Она быстро посвежела на деревенском воздухе и вошла во вкус жизни, доселе неизвестной на селе. Пора была призывной для парней, а кто-то уже возвращался со службы…
Натаху пробовали совестить, но она лишь огрызалась:
– Я манала, писаю кипятком на ваше дремучее невежество!
– Ну-ну, – с утра пораньше с посошками приковыляв на угор – проведать село, реку, посмотреть, что творится в мире, – остерегали старухи, наплёванной ладонью приглаживая волосы на висках. – Не смейся, горох, над бобам, есть Бог – сам будешь под ногам!
– У вас своя политика, у меня – своя! – фыркала Натаха.

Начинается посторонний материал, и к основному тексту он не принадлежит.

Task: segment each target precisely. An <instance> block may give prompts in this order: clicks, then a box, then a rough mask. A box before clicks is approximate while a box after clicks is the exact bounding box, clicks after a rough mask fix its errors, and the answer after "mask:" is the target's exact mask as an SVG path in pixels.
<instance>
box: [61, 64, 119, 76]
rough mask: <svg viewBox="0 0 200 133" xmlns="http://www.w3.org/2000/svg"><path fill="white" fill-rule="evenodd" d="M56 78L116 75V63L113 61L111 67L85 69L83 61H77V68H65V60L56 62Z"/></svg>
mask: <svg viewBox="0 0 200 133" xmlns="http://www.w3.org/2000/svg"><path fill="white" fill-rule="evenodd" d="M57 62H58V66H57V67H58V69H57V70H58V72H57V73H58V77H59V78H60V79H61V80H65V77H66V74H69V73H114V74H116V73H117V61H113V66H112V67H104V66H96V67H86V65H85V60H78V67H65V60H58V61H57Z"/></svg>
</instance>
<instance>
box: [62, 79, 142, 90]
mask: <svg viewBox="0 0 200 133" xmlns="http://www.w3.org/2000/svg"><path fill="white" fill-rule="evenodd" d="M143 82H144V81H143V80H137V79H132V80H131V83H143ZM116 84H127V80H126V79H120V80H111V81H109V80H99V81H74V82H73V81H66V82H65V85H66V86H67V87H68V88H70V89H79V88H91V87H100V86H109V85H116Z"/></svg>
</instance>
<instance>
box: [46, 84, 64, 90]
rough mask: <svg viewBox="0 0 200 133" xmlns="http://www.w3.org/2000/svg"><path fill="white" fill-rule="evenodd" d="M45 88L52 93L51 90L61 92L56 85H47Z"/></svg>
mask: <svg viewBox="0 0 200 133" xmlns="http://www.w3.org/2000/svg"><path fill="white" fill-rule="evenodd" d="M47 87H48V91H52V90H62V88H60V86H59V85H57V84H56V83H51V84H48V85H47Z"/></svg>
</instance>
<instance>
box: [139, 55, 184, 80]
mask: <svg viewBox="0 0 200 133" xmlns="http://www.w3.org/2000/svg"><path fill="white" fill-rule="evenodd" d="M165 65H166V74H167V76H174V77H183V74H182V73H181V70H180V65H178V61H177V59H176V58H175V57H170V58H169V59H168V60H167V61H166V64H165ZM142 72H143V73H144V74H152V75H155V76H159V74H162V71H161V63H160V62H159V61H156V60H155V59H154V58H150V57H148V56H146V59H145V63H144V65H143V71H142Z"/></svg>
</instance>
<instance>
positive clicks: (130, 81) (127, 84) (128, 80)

Призывной сезон прошёл, а Натаха всё не снималась с места, кочевала по избам.
Однажды она приблудилась к Гошке. Он вдруг, к смеху всего села, воспылал к ней чувством и во всём подался у сметливой девки на поводу. Она бесстыдно вынимала из него деньги, задрав на себе нечистую футболку, под которой не было лифчика. Смеялась шалыми шалавьими глазами:
– Накрывай поляну, Гоша: сегодня буду вся твоя!
Гошка, не веря своему счастью, срывался в магазин.
– Ну как, Георгич? – чалили по дороге, зная Гошкину думу-тоску, ведая о его затасканной, как червонец в кармане, любви. – Пустила она тебя?
– Посулила.
– Торопись тогда!
Возвращался вскоре, позванивая стеклом. Хмурым взглядом встречал в своей избе ждавших лёгкой поживы стервятников. Выкладывал на угол стола, специально для Натахи, длинные сигареты с ментолом, яблоки и виноград, выставлял раскрашенные бутылки с вином на ягодной мякоти.
Швырнув порожнюю сумку в угол и этим показывая, что есть его жизнь в сравнении с Натахиной, с тайным ужасом похлопывал себе по пустым карманам:
– Всю пензию угрохал! – И смотрел с надеждой, глотая сухость во рту.
Натаха, незаметно для Гошки подмигивая своим ухажёрам, пальцем колупала из банки шоколадную пасту. Давала Гошке облизать.
– Иди пока в комнату, дорогой, а я сейчас.
– А-а?! – задыхался Гошка. Психованно отталкивая чьи-то ржущие руки, скорее шёл туда, куда было велено.